The EMA is a weighted trend indicator that places weight on recent price data over 9 periods. Depending on where the Bitcoin price is in relation to the EMA, we can determine if we’re in a bullish or bearish trend.
It’s possible to activate both indicators on the chart (using the above example) and use it to place trades strategically. Here’s how both indicators look on the chart:
If the TP line (yellow) meets the EMA line (blue) and goes above or below it, we have a so-called “cross”. Once the two lines diverge from each other, this is when we place our trade. We can see how that reflected in the latest Bitcoin trends:
In the first example, the TP line crossed the EMA line and went above it. This was followed by a steep price increase from $39,000 up to $49,000 over the span of two weeks. Usually, when the Bitcoin candles go above the EMA line this indicates a bullish trend and we can open a long trade. Conversely, when the EMA line is trading above the Bitcoin candles this indicates a bearish trend and we can consider opening a short trade.
The TP indicator can give us the “Buy” signal or the “Sell” signal once these two lines cross and diverge. In the first encircled example, the yellow line crosses above the blue line – this is our buy signal.
In the second example the opposite happens and the yellow line crosses under the blue line – this is our sell signal.
How To Make The Average Price Indicator More Effective?

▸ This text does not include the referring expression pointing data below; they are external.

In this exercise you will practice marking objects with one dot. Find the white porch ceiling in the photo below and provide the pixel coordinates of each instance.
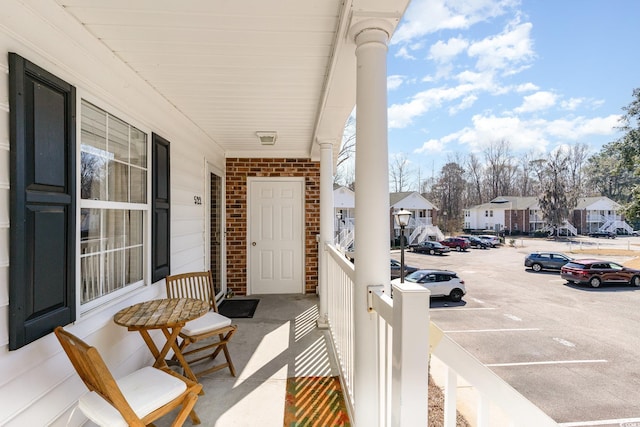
(235, 67)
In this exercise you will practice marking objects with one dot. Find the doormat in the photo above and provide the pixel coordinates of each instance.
(238, 307)
(315, 402)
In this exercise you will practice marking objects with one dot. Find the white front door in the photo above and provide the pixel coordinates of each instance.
(276, 236)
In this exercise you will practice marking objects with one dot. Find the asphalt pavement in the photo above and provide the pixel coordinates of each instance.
(572, 350)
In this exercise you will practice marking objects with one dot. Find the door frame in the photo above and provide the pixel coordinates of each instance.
(211, 169)
(250, 181)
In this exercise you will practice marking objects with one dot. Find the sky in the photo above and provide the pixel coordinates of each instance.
(463, 74)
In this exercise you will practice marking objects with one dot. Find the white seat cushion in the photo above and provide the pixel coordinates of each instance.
(145, 389)
(209, 322)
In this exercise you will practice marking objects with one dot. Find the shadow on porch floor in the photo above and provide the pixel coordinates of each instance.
(281, 341)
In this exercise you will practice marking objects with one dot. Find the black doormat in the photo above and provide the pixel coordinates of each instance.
(238, 307)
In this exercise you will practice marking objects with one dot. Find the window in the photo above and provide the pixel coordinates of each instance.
(113, 205)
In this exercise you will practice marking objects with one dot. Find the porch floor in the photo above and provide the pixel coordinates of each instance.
(279, 342)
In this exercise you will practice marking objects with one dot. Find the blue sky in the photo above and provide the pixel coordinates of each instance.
(537, 73)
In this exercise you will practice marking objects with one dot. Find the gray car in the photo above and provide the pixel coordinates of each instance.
(539, 261)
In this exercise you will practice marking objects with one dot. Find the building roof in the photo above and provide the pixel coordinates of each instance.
(410, 200)
(508, 202)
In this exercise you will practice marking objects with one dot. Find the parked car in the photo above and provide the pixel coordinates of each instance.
(457, 243)
(538, 261)
(607, 234)
(596, 272)
(441, 283)
(494, 241)
(476, 242)
(430, 248)
(395, 269)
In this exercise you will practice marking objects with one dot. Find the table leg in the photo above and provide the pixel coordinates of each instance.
(160, 362)
(172, 340)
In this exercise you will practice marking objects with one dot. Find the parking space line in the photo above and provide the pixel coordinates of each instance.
(619, 421)
(548, 362)
(491, 330)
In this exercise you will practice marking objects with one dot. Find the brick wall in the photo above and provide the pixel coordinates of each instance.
(237, 171)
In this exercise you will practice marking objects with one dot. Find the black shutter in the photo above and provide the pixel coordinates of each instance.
(161, 207)
(43, 205)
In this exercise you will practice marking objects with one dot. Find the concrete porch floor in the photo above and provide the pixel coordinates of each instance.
(279, 342)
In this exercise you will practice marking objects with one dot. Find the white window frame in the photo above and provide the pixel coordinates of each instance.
(104, 300)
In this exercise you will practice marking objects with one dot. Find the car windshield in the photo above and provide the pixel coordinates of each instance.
(416, 276)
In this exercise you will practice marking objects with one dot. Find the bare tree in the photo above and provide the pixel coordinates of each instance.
(577, 158)
(557, 197)
(499, 170)
(345, 173)
(400, 172)
(474, 173)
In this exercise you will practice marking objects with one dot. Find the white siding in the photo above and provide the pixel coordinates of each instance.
(38, 386)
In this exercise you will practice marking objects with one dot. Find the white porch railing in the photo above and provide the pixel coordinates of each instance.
(492, 390)
(340, 279)
(397, 356)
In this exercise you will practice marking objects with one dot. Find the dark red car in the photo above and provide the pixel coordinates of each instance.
(457, 243)
(596, 272)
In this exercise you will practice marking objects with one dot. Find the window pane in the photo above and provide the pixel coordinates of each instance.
(113, 169)
(138, 185)
(138, 147)
(134, 265)
(90, 273)
(113, 271)
(93, 177)
(135, 230)
(114, 229)
(118, 182)
(118, 139)
(94, 126)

To conduct further technical analysis, we can combine the Typical Price indicator with the Volume Weighted Average Price (VWAP) indicator. This would give us further context about how volume affects the average price:
The VWAP indicator is the dark blue line in this example. Traders use the VWAP to buy when the price is trading below the line and sell when it’s trading above the line. If we want to make a buying decision based on when the price is trading below the TP line, we can use the VWAP to confirm that the price is also trading below the average there. We can also sell when the price goes above the line.
In the example above, we can see an initial breakdown in price when the price goes below the VWAP line – this presents a buying opportunity. Once the price goes above the VWAP line, we can sell at a higher price and close the trade.
Conclusion
The purchase price of crypto fluctuates daily and crypto markets are the most volatile in the world–we frequently see prices surging or crashing by more than 10% in a day. Purchasing Bitcoin at the right time within a certain day can make a significant difference to trading profits, and the Average Price/Typical Price indicator tells us when we should buy–by waiting for the price to dip below the daily averages.
At the same time, traders should be cautious as this is an incomplete indicator for day trading, and should combine it with other indicators such as Moving Averages or the VWAP indicator that weighs in on volume in relation to price. This will give a complete picture about the current average price in relation to other metrics.